No, it wasn't a typographical error. If you split the word in half and add an article in the middle you get "break the fast" , and if the invitation comes from a Muslim friend, then all is clear, isn't it?
It may be clear but I refused the invitation anyway, made to me during Ramadan three years ago. My friend said that if I fasted for a day she would invite me to break the fast at her house.
I told her I couldn't possibly do that. Ask anybody who knows me; always hungry and, if away from home, always concerned about when, where and what we are going to eat. How could I go for seventeen hours–from dawn to sunset–without food or water? Why would I do this to myself? It made no sense.
I knew, because my friends told me, that their friends or colleagues sometimes fasted with them. I admired their solidarity; but it wasn't for me.
Then somebody closer to me decided to fast for a day with his Muslim work colleagues and something stirred inside me. If he could engage in this act of solidarity, why couldn't I?
So, three years later, I asked my Muslim friend if the invitation was still open. We agreed it could be on a Saturday because I couldn't possibly imagine working all day without food or water.
I put the alarm clock on for 3.15 am, got up and fried two eggs, which I ate with bread, followed by fruit and water. Then at 4.00 am I went back to bed. I woke up around 9.00 am.
It was such a hot day! I was already thirsty! How on earth was I going to get through the next twelve hours without any water? "And you're missing a great opportunity to go to the beach" , whispered my monkey mind.
Saturday mornings I sing in the local choir. I might not have been working but I still intended to go to the rehearsal. So, off I went as usual. I wasn't hungry yet and I was surprised how I managed to forget my thirst. It also felt good to harbour this little secret inside me while I sang!
My Muslim friends had told me that one reason to fast is to become aware of what it is like for people who don't have food. It was an exercise of inner discipline; you could eat and drink but you chose not to.
In earlier years I had eaten in front of my fasting friends. Sorry, but you have to understand that I have to eat! They calmly nodded their heads and told me to go ahead. This year I had arranged things so that my family would not eat in front of me. They could eat calmly on their own while I kept myself away from temptation.
By 14.30 pm I was starting to feel those hunger pangs and I had a headache. Only seven and a half hours to go, I told myself. I curled up in bed and slept for about an hour and a half. Then when I woke up, I spoke with a close friend over the phone and that made me forget my cravings and headache for a while. After this, I sat and watched Lord of the Rings–a favourite family film–with my son, to pass the time.
And as the countdown began, I realised that I could do this after all! Before I knew it, the time had come for breakfast at 9:00 pm.
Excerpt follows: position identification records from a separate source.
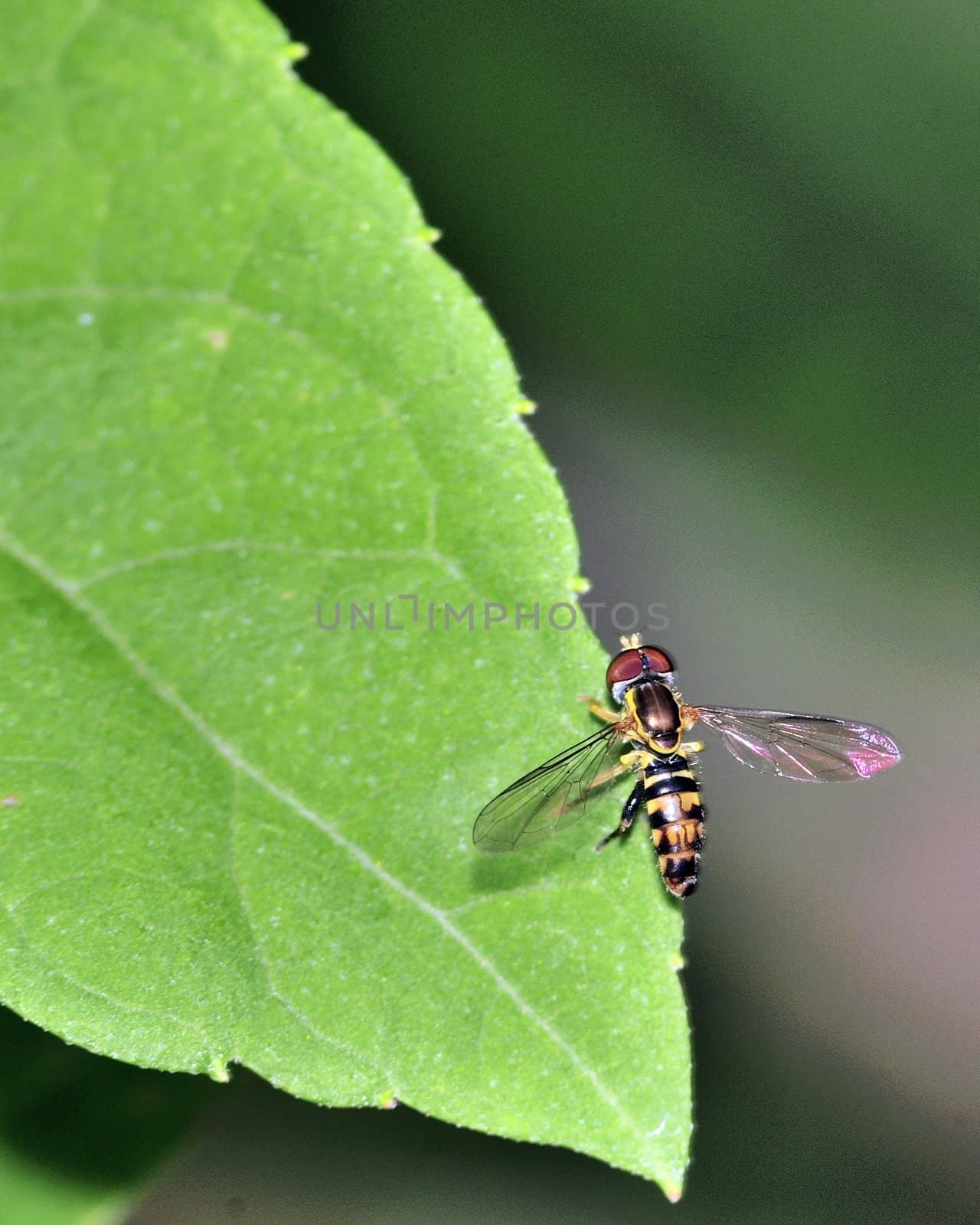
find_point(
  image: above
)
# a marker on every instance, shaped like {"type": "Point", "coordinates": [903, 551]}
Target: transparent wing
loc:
{"type": "Point", "coordinates": [802, 746]}
{"type": "Point", "coordinates": [548, 799]}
Water, water was what I craved for most! Our poor host had to keep returning to the kitchen to fill the jug. Then, yes, I broke the fast with my friends, eating small amounts as slowly as I could.
It was only the following day when I woke up and had breakfast at 9.00 am, followed by lunch and dinner, that I fully appreciated my fortune of being able to eat and drink whenever I chose to. And what struck me most that day was that each time I sat down to eat, I wasn't actually feeling very hungry. I can now go for longer periods, if needs be, without eating. I still feel the hunger pangs but don't panic about feeling them anymore.
A friend with whom I had shared my experience was curious to know why I had decided to fast. Apart from wanting to engage in a form of symbolic solidarity to experience firsthand what it felt like, it was also a means of challenging preconceptions about my own limitations.
I discovered that to feel hunger pangs was something that I could not only endure for longer than I thought, but that I could also embrace the experience. It gave me a sense of inner freedom, but also a feeling of humility towards my own body and towards all my Muslim friends who don't just fast for a day, but for a whole month.
Next year I hope to fast for more than a day–maybe even on a work day so that I can understand a bit more what it feels like. This is, after all, the hallmark of anthropological fieldwork: not just to observe but to participate in people's lives.
My research is about migrant and refugee integration policies and practices in Portugal. Of course, not all migrants and refugees are Muslims, but I realised that my initial refusal to accept the invitation to fast limited my perspective: not only as a researcher, but as a person.